What If You Are Also At Fault?

The matter of who caused an auto accident is not always simple. There are oftentimes many factors to consider, including location, type of accident, and the number of parties involved; one of these or other factors can make the analysis tricky. With so many potential factors in play, it is important to recognize if you might be considered at-fault, because it could affect your recovery.

Negligence is the failure to do something you are supposed to do. In motor vehicle accidents, it often comes from the failure to control a vehicle as the law requires. Ohio has adopted a comparative negligence standard for injury cases, which means that more than one person can be responsible for a single motor vehicle accident. Ohio law does not prevent an injured party from recovering damages from another person who caused the accident, as long as the injured party is less than 50% at fault for the accident. However, if you do share fault for causing an accident, your recovery will be reduced by your proportion of fault for the accident.

For example, imagine you were in an accident in which you and another driver attempted to merge into the same lane, and it resulted in a crash. You were 20% at fault for the crash and the other driver was 80% at fault for the crash. In that case, you would be able to recover compensation from the other driver because you were less than 50% at fault. The other driver, on the other hand, will not be able to recover any monies from you, since his fault is greater than 50%. In this scenario, if your damages were $10,000.00, you would recover only 80% of this damages since you cannot recover from another for your own share of fault. Thus, in this situation, you would recover $8,000.00.

Insurance companies use Ohio’s comparative negligence law to reduce the amount of money injured parties can recover from car accidents. When insurance companies apply the comparative negligence standard, they often apply it in an unfair manner, to reduce your right to recovery.

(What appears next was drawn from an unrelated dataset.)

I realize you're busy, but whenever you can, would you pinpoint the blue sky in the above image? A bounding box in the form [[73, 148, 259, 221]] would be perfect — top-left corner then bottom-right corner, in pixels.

Insurance companies apportion fault to drivers involved in an accident to protect their own monies, and force other parties to pay; this often has the effect of hurting injured parties, because the insurance companies are not willing to accept their share of the blame. Insurance companies use things like speeding, failure to avoid an accident, whether you wear a seatbelt, and many other excuses to attempt to blame you for the accident, and limit your recovery. If the insurance company can find you at fault for a percentage of the accident (and sometimes even when it cannot), insurance companies will seek to reduce your ability to recover fair compensation.

It is important to have someone knowledgeable of the traffic laws on your side, to ensure your settlement is not arbitrarily reduced by an unscrupulous insurance adjuster. If your own comparative negligence could be an issue, only a competent finder of fact, like a jury or judge, can make that determination. Your attorney will be able to apply the facts of your case to Ohio law to eliminate or reduce your comparative negligence from an accident.